[Python-3000] PEP 3124 - Overloading, Generic Functions, Interfaces, etc. (original) (raw)

Phillip J. Eby pje at telecommunity.com
Wed May 2 06:04:35 CEST 2007


At 02:50 PM 5/2/2007 +1200, Greg Ewing wrote:

Phillip J. Eby wrote: > The PEP lists five built-in decorators, all of which support this behavior:: > > @overload, @when, @before, @after, @around

This seems massively over-designed. All you need is the ability to call the next method, and you can get all of these behaviours. If you call it first, then you get after behaviour; if you call it last, you get before behaviour; etc.

Yep, that was my theory too, until I actually used generic functions. As it happens, it's:

  1. a lot more pleasant not to write the extra boilerplate all the time, and

  2. having @before or @after tells you right away the intent of the method, without having to carefully inspect the body to see when and whether it is calling the next method, and whether it is modifying the arguments or return values in some way.

In other words, the restricted behavior of @before and @after methods makes them easier to write and easier to read.

By the way, if you look at the PEP, you'll find motivating examples for each of the decorators, as well as an explanation and examples of when and how you might want to create even more such decorators.

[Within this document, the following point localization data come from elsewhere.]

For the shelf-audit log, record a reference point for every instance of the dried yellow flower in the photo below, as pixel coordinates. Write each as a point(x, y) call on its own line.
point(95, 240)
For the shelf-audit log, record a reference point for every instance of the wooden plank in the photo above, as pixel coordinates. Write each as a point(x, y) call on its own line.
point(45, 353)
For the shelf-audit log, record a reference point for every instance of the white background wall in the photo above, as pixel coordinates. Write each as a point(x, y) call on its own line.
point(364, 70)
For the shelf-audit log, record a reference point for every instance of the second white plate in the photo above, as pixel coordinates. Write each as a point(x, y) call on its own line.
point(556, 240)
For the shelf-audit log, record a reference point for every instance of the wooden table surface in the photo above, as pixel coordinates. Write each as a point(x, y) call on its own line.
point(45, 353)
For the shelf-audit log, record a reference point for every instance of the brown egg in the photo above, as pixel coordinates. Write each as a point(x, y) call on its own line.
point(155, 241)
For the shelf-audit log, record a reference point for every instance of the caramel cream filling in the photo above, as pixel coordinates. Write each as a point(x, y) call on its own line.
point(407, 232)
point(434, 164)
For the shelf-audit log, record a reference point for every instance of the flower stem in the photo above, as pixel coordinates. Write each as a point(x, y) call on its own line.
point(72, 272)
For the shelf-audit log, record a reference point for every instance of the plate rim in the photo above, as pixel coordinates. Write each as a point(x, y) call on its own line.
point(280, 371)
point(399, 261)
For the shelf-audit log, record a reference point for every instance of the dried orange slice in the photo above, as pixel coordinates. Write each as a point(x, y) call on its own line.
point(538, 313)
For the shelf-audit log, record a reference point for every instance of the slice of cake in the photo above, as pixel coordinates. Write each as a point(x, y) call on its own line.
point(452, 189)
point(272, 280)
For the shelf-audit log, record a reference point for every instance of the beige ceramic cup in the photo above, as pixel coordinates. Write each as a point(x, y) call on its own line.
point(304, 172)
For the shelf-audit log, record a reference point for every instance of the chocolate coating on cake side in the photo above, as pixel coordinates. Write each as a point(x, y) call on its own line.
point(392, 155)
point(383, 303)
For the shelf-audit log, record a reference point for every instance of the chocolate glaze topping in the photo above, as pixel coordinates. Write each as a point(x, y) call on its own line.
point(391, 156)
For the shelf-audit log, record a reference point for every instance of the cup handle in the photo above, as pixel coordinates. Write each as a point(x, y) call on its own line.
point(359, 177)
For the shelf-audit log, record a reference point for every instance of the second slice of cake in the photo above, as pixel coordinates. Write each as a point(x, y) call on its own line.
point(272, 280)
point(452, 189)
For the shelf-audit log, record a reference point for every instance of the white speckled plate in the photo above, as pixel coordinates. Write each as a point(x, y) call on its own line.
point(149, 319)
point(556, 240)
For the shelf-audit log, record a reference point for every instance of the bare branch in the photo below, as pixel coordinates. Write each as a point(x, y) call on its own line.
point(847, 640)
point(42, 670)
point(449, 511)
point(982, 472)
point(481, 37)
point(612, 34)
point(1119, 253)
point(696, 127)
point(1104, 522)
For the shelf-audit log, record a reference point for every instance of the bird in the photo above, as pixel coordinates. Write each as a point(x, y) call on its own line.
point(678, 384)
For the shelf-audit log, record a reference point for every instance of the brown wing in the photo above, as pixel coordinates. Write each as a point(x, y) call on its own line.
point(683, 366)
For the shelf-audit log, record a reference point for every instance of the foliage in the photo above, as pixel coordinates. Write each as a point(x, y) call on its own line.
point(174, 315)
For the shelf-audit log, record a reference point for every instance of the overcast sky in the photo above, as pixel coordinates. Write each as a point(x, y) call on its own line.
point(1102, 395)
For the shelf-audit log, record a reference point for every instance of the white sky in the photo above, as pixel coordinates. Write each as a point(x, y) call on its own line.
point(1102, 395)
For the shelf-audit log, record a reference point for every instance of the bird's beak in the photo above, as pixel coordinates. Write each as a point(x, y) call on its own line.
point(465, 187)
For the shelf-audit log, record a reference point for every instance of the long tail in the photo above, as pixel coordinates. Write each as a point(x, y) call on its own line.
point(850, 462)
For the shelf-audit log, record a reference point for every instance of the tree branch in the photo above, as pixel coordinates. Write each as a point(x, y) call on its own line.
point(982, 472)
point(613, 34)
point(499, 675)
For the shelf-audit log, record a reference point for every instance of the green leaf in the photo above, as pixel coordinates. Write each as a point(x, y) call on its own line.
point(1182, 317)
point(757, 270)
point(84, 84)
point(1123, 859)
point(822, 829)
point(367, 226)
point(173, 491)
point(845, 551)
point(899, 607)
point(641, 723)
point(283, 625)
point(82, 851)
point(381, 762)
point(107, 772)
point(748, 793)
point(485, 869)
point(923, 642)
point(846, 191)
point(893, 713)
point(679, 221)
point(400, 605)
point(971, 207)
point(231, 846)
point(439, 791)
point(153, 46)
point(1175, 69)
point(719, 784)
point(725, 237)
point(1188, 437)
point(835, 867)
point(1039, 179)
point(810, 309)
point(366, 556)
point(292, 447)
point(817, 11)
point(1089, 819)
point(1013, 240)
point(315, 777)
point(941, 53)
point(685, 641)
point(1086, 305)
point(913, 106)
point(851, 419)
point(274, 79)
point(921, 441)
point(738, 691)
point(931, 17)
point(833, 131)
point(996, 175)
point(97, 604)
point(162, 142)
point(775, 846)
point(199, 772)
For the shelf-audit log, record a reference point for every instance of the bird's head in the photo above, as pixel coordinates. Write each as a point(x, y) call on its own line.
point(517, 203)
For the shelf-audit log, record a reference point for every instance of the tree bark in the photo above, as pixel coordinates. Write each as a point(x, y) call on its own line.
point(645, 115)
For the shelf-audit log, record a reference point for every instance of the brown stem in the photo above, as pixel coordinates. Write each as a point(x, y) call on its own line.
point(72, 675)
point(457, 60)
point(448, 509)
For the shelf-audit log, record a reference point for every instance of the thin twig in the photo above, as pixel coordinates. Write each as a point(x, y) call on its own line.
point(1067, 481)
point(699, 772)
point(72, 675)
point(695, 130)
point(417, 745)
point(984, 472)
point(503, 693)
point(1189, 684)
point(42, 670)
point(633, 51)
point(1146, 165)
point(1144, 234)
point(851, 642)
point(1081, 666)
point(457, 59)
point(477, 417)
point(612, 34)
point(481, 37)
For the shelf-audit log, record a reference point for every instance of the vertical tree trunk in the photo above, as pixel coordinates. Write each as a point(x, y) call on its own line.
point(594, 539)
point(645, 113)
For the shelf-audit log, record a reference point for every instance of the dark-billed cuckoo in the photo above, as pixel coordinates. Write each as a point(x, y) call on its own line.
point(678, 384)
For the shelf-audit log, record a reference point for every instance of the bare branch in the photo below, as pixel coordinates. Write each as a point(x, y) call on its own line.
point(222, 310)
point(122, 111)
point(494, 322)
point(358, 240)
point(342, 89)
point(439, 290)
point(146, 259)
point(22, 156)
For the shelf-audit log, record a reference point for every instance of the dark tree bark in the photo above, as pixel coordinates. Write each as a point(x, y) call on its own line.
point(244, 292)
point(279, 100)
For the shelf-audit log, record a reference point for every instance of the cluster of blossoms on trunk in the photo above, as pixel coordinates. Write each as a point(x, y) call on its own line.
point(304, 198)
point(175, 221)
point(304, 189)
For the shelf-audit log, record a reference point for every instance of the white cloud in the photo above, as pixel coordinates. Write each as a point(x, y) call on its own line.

IIRC, CLOS has about 8 more kinds of method combinators that come standard, including ones that we'd probably spell something like @sum, @product, @min, @max, @list, @any, and @all, if it weren't for most of those names already being builtins that mean something else. :) The PEP doesn't propose implementing all of those, but it does show how easily you can create things like that if you want to.